По причине слабого зрения все чувства мои обострены до крайности. Особенно обоняние. Контактные линзы я носить не могу. Во-первых, астигматизм. Такие линзы стоят дорого, а денег у меня нет. Во-вторых, роговица моих неудавшихся глаз сверхчувствительна. Линзы ее мгновенно натирают, и слезы льются градом. Я не могу ходить по улицам, ревя белугой, а потом залечивая микротравмы роговицы дорогостоящими каплями и гелями. Денег у меня нет.
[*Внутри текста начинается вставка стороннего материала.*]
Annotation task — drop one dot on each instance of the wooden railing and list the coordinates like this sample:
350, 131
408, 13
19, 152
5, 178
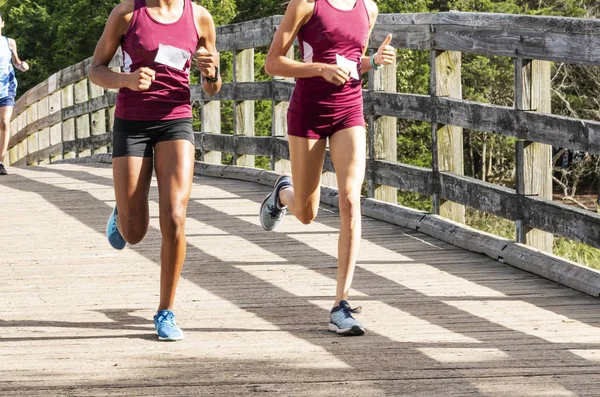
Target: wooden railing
67, 116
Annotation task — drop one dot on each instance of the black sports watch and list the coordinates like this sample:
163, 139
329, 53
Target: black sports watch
213, 79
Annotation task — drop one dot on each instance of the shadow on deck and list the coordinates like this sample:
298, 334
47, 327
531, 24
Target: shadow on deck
441, 321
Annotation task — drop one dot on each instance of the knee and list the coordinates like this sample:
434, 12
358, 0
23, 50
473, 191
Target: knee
349, 207
133, 227
307, 215
172, 222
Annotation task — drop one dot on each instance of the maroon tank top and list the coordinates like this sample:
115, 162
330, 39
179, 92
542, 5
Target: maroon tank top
328, 33
166, 48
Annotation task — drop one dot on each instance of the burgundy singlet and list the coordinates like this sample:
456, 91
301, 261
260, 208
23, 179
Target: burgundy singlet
318, 109
169, 95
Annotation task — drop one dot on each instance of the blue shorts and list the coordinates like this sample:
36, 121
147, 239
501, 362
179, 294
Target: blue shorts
7, 101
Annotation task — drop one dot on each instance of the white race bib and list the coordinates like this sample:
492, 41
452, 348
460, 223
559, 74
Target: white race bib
172, 56
344, 62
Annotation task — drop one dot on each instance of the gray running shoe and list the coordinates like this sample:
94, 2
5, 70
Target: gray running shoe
271, 214
342, 322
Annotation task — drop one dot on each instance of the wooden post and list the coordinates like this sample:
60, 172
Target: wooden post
14, 128
244, 110
30, 144
43, 136
534, 170
98, 119
82, 123
68, 126
54, 106
385, 139
446, 67
279, 122
13, 153
211, 122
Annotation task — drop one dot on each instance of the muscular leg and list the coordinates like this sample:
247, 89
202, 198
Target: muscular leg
5, 116
132, 176
307, 157
347, 148
174, 172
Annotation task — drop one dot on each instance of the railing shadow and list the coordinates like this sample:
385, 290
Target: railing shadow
303, 319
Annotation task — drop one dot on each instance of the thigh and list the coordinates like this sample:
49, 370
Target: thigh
6, 114
174, 164
132, 177
307, 157
348, 153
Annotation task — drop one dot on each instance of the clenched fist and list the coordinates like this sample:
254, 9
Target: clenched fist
206, 62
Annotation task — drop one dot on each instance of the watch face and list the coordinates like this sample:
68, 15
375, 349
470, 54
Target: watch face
213, 79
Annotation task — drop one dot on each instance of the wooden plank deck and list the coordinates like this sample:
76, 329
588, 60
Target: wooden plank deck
76, 315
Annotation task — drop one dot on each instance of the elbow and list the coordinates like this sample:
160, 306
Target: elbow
93, 75
269, 66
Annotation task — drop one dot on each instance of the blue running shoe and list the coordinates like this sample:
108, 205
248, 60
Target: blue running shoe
342, 322
271, 213
166, 327
112, 232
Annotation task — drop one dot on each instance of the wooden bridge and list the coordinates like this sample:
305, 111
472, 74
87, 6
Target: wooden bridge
449, 309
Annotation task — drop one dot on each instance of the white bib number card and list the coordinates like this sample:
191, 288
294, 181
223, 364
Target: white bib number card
172, 56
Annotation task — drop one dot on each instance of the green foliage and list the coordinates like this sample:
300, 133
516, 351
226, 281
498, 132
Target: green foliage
564, 248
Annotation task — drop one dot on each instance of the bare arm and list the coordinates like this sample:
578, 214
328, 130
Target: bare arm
100, 74
207, 57
21, 65
297, 14
385, 54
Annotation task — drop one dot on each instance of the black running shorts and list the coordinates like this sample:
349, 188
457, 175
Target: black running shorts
138, 138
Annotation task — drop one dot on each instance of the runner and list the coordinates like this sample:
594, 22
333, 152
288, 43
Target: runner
8, 89
153, 125
326, 104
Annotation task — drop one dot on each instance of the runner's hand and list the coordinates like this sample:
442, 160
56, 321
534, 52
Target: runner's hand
206, 62
385, 53
141, 79
335, 74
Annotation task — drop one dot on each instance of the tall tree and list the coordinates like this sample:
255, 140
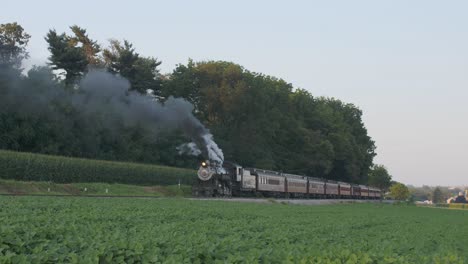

Я живу в своем, особом мире. В нем нет людей, только туманные пятна. Цветные пульсирующие пятна, если я пытаюсь в них вглядеться. Но я не чувствую себя ущербным. Наоборот. Я знаю, как уродливо многое из того, что видят остальные. На это незачем смотреть. А мой мир прекрасен. Несмотря ни на что. Я его домысливаю. А фантазия у меня богатая.
Я лучше слышу, тоньше чувствую. И запахи, и людей. Я придумываю их по этим запахам, а еще по голосам. И уродины могут показаться мне красавицами, а красавицы – ведьмами. Уродинами. У меня свое зрение. Особое.
И я не хочу, чтобы меня жалели.
– Что мрачный? – спросила жена, открыв Алексею дверь.
– Меня обманули, Сашенька, – пожаловался он. – Человек, которому я сделал добро.
– Бывает.
– Почему так?
– Леша, ты как ребенок! Главное, что мы живы, здоровы. Ну, ошибся. Бывает, – повторила Саша.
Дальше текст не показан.